Back in 1970 I went to the World Science Fiction Convention in Heidelburg. That's another story altogether, but amongst those attending was a group of German SF fans who were running a fantasy postal wargame. Sounds fun I thought, and for the next several years tried to start something similar in the UK. The time wasn't right, and although we came up with several of the concepts that are now familiar in the hobby (character classes, spell points) the project died just as an obscure amateur publisher in the Mid-West was chanting the magic words 'Dungeons and Dragons'....
So Midgard went into hibernation until the early gamesmasters and players and rule writers emerged blinking from their subterranean delvings and began to explore the world above.

Midgard originally ran to what was then called 'variant D&D', an abuse which so annoyed Gary Gygax that he wrote a whole new variant of his own (AD&D) that no one would be allowed to change ... but that's another story. Though I'd bought RuneQuest when it first came out (actually I bought White Bear, Red Moon first, but that's ...) it wasn't until I started playing in a Gloranthan campaign run by Mike Cule that I realised this was the game system for me and converted.
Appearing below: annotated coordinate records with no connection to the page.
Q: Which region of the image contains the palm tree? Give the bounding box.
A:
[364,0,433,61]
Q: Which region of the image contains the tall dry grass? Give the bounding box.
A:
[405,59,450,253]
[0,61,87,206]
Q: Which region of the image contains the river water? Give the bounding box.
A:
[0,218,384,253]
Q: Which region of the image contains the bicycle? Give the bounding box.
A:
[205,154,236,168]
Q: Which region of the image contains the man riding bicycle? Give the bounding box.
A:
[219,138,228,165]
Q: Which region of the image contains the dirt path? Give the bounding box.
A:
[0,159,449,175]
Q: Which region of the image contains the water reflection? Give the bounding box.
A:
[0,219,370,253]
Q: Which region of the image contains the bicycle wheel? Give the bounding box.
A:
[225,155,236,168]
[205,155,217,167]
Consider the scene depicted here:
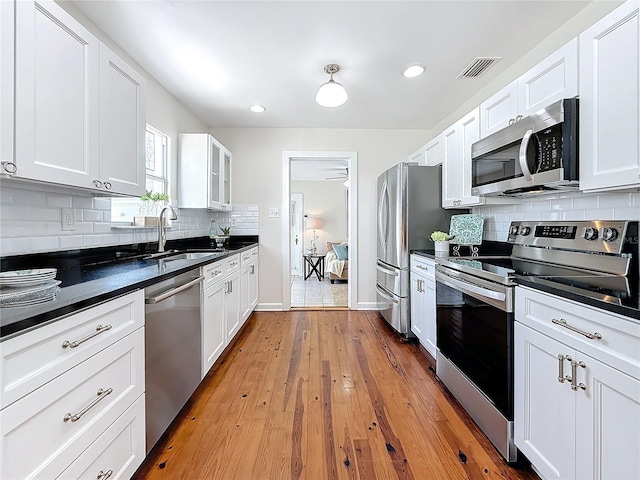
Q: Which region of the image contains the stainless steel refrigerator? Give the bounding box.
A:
[376,163,466,337]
RuneQuest originally had no sorcery, only divine magic and some simple hedge-wizard stuff that anyone could learn. The Midgard magic-users were not happy. They picketed. They petitioned. They sacrificed polyhedral dice to the Chair God. So it was a considerable relief when Avalon-Hill's 3rd Edition emerged (1984) with some messy but at least NPC useable sorcery rules. RQ3 was also generic, Glorantha having been relegated to supplements, which some thought a Serious Mistake.
Despite subsequent attempts to write RuneQuest's obituary it has survived, indeed a recent magazine poll claimed it to be the UK's second most popular fantasy role-playing system. Its renaissance has been almost entirely Glorantha based however, and now that Glorantha has been reclaimed by Chaosium who have produced their own game 'Hero Wars' to go with it RuneQuest may not have a long term future. That Hero Wars is in my humble opinion a turkey merely emphasises the lunacy of the whole thing: the roleplaying industry is dumping it's best game system.

So this is Midgard, a world with D&D antecedents, RQ3 variant rules and a lot of cross-cultural references with Medieval Europe, but which has evolved it's own myths, history and cultures to the point where it's GM sometimes feels it can run game sessions on it's own. The Monday night players have been exploring for 3½ game years now and there's plenty left to see.